Delray has gone through a glow-up in the last two decades. In it’s humble roots it was a quiet, artist’s beach town. I was born and raised in Delray and my family has lived in Delray from the 1940s (mom) and 1970s (dad). My father’s side were, and are, a group of artists, including visual arts, musicians, writers, dancers and sculptors who gathered in Delray. My paternal grandparents grew up in Miami and spent time living in the Bahamas creating art, playing music and running a nightclub. They returned to the Delray area to continue creating and raise their family. My mother’s parents came down to Delray in the 1940s after immigrating from southern Italy, and built a house and a gas station, taking root in the community.
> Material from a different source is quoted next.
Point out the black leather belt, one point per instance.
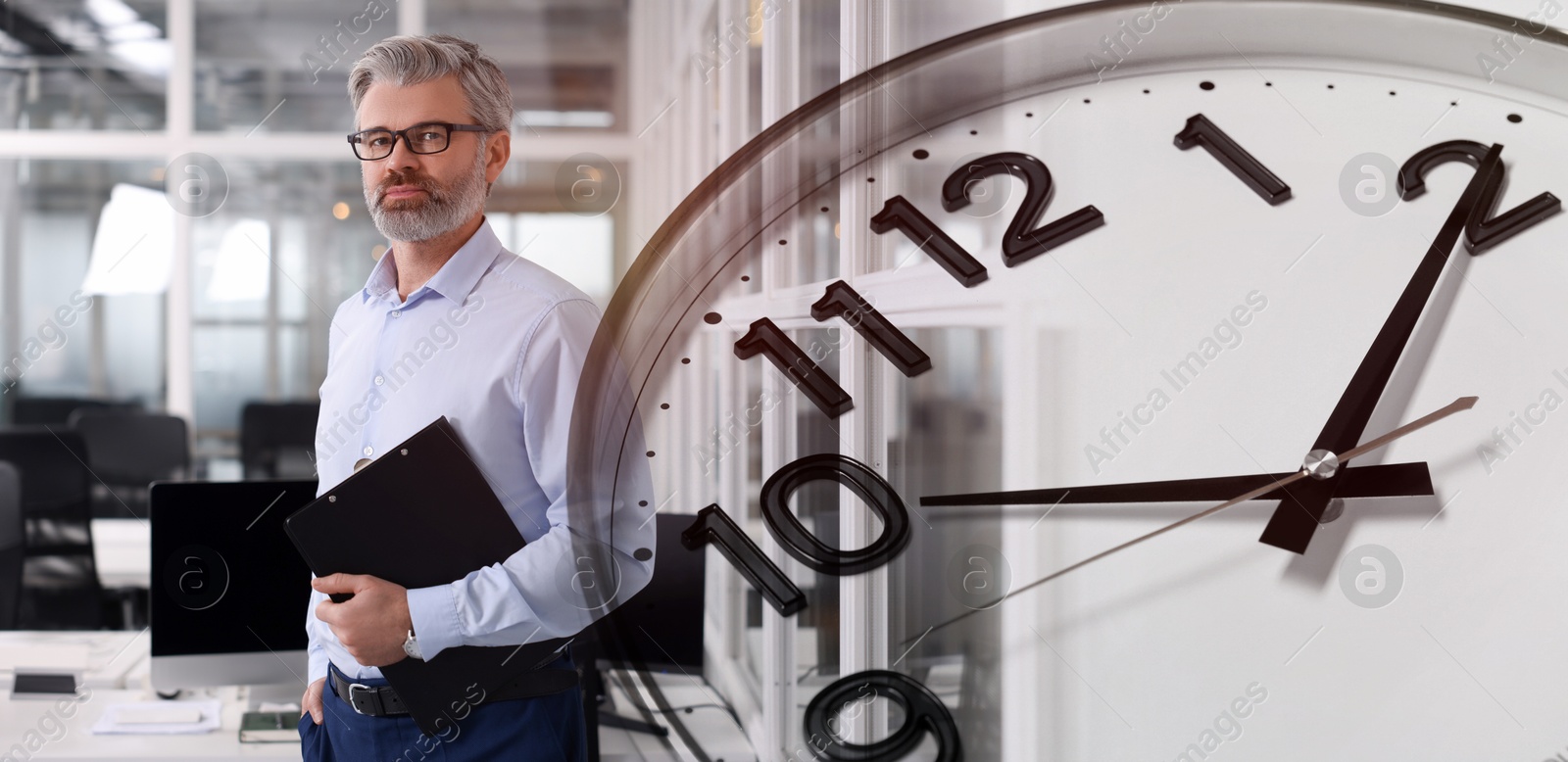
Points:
(383, 701)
The community was eclectic and culturally rich, with island influences as well as Latinx culture from Cuba coming up through Miami. These emerging influences blended with the local early American families who started mass settling down in the swamp state starting in the 1920s.
It’s not surprising that this town gained popularity and grew due to it’s eclectic, bohemian roots and gorgeous weather, beaches, and an international charm.
Perhaps most importantly, 2,000 years ago South Florida was inhabited by Tequesta and Calusa tribes. Later, Apache, Ais, Mayaimi (sound familiar?), and Jaega tribes lived in and around the Everglades.
I will always take time in the beginning and the end of intensives to offer thanks and respect to the indigenous people and nature of the land.